President Obama may be urged to split the joint leadership of the National Security Agency and U.S. Cyber Command in favor of two distinct forces for cyberespionage and cyberwarfare as NSA officials announce that artificial intelligence will be a future part of U.S. cyber strategy.
The potential move will be urged by the Pentagon and intelligence community and is driven by a sense that the two missions are fundamentally different as military hackers and cyberspies shouldn't compete to use the same networks and the job of leading both missions is too big for one person, according to the Washington Post.
Defense Secretary Ashton Carter and Director of National Intelligence James Clapper are both reportedly pressing for the split, with Carter seeking to build Cyber Command into a full-fledged fighting force that has its own network accesses to conduct attacks, the post said while Clapper supports the idea in hopes that it will reduce tension over which force gets to use the networks .

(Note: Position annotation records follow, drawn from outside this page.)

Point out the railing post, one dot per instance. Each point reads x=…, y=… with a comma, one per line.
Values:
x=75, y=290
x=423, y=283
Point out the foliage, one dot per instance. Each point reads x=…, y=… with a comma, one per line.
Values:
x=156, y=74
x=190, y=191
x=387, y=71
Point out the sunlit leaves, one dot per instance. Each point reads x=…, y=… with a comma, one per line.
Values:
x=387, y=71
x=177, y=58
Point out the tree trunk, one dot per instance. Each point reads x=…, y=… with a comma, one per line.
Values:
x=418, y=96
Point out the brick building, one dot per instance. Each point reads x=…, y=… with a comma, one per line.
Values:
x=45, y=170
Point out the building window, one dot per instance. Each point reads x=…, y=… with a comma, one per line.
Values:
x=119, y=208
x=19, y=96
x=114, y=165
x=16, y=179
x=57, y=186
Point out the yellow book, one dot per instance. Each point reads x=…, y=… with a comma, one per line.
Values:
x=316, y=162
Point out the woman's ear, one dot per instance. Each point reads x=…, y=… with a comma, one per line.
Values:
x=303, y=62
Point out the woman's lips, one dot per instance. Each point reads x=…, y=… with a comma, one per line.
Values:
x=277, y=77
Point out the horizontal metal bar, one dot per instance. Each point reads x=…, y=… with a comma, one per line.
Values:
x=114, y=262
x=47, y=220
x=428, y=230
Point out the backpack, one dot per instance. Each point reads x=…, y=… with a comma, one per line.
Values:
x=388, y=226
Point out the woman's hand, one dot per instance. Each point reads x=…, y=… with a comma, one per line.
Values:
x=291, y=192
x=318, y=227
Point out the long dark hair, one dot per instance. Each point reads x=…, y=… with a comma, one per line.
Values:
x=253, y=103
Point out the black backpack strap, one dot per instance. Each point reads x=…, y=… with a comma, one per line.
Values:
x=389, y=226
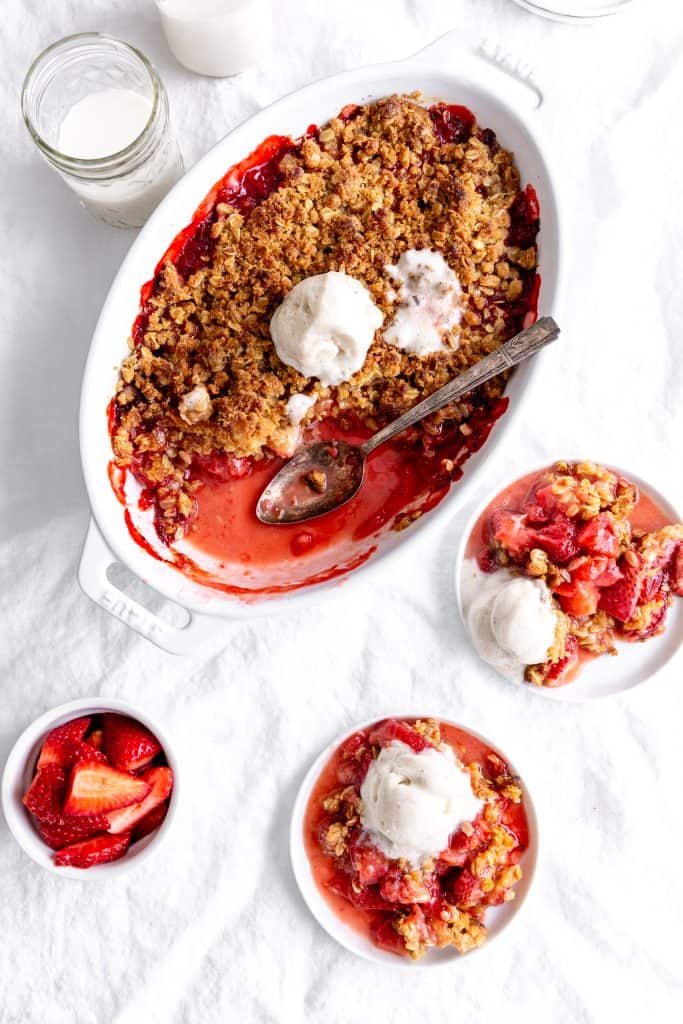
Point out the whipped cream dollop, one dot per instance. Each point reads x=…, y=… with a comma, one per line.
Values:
x=429, y=297
x=325, y=326
x=511, y=619
x=413, y=802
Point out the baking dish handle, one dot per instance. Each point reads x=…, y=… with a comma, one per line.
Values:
x=96, y=560
x=485, y=61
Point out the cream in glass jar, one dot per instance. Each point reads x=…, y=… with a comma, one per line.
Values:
x=98, y=113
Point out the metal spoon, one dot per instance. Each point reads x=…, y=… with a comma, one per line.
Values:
x=327, y=474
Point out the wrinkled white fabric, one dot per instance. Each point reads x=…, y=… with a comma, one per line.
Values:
x=213, y=928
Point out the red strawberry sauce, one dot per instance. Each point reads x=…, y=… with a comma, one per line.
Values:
x=468, y=749
x=646, y=516
x=400, y=475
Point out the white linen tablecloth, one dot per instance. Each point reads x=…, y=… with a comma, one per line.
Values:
x=213, y=928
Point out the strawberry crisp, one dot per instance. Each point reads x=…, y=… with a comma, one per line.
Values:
x=100, y=783
x=608, y=559
x=203, y=395
x=359, y=817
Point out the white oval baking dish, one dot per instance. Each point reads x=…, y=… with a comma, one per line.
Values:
x=442, y=71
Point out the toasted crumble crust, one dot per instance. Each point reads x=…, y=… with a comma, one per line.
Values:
x=369, y=188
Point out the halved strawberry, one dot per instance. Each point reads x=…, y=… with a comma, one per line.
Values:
x=161, y=782
x=95, y=739
x=97, y=850
x=391, y=729
x=621, y=599
x=45, y=795
x=68, y=828
x=151, y=821
x=578, y=597
x=58, y=739
x=128, y=744
x=370, y=864
x=95, y=788
x=599, y=536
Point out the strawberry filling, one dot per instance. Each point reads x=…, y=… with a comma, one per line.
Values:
x=609, y=557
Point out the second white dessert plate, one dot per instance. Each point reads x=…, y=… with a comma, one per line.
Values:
x=605, y=676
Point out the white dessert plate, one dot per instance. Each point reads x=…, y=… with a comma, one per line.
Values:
x=444, y=70
x=498, y=918
x=604, y=676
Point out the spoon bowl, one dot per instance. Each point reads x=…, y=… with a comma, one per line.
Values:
x=327, y=474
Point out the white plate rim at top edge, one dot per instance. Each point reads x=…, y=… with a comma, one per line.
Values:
x=499, y=919
x=636, y=656
x=557, y=10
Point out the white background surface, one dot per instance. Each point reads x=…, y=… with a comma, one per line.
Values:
x=213, y=929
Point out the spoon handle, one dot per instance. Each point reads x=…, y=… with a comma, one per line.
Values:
x=525, y=343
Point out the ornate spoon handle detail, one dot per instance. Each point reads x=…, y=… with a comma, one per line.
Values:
x=526, y=343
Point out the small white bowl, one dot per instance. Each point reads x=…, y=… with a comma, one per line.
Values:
x=19, y=769
x=604, y=676
x=498, y=918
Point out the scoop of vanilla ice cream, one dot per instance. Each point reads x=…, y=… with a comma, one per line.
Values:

Last week, NSA leader Admiral Michael Rogers told an audience at the Intelligence & National Security Summit that ‘‘he believes the two organizations should remain aligned but separate.
In other news, earlier this week, Rogers told Congress that artificial intelligence will play a large role in the U.S. cyberspace strategy.
He told the Senate Armed Services Committee Tuesday that his agency is interested in using machine learning to do cyber at the scale and speed necessary to keep up with adversaries, according to Inside Sources.
“Because if we're just going to take this largely human capital approach to doing business, that is a losing strategy,” he said.